Concarneau n’est pas un cas isolé. Les protections sanitaires jetables se retrouvent désormais un peu partout dans la nature. Dans le sud de la France, le plongeur Laurent Lombard a filmé les fonds marins méditerranéens, à proximité d’Antibes, à la sortie du vallon Laval qui draine une grande partie des eaux pluviales de la ville : on y croise des gants, des masques parmi d’autres déchets… « Et ce n’est qu’un début, confie-t-il. Je pense que cela va devenir un problème récurrent. »
La crise sanitaire que nous traversons marque une rupture avec les avancées opérées ces dernières années dans la lutte contre la pollution, notamment plastique. L’urgence de la lutte contre l’épidémie a relégué au second, voire à l’arrière-plan les questions de protection de l’environnement, qui touchent pourtant également à notre survie.
Rappelons qu’en France, chaque année, 91 millions de tonnes de déchets sont incinérées ou stockées en décharges. Un chiffre en baisse, ces dernières années, grâce à des efforts de recyclage et de valorisation énergétique.

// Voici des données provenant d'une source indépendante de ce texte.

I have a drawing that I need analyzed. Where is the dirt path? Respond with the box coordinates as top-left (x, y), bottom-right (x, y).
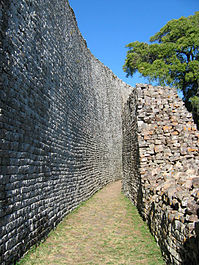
top-left (19, 182), bottom-right (165, 265)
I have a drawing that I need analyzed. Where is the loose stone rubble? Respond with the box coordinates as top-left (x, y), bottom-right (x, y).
top-left (123, 84), bottom-right (199, 264)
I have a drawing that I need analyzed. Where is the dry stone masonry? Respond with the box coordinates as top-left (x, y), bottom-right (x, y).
top-left (0, 0), bottom-right (132, 265)
top-left (0, 0), bottom-right (199, 265)
top-left (123, 85), bottom-right (199, 264)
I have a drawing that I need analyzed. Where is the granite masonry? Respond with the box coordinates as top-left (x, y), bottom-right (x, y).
top-left (0, 0), bottom-right (199, 265)
top-left (123, 85), bottom-right (199, 265)
top-left (0, 0), bottom-right (132, 264)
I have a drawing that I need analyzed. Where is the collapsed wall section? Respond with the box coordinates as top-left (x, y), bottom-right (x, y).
top-left (0, 0), bottom-right (131, 264)
top-left (123, 85), bottom-right (199, 265)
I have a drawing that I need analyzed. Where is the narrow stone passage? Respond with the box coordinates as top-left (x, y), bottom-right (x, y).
top-left (18, 181), bottom-right (165, 265)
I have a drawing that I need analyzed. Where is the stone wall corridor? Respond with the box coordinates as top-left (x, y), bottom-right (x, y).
top-left (0, 0), bottom-right (199, 265)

Par ailleurs, comme le rappelle Alexis Krycève, directeur de la start-up Gifts for change, « quant à l’origine des masques [jetables], il semble bien qu’en raison de l’urgence de la situation et de ses capacités de production, ce soit à nouveau la Chine qui, ironiquement, fasse figure de principale usine mondiale… Avec un bilan carbone désastreux pour le transport d’un accessoire à l’éphémère durée de vie. »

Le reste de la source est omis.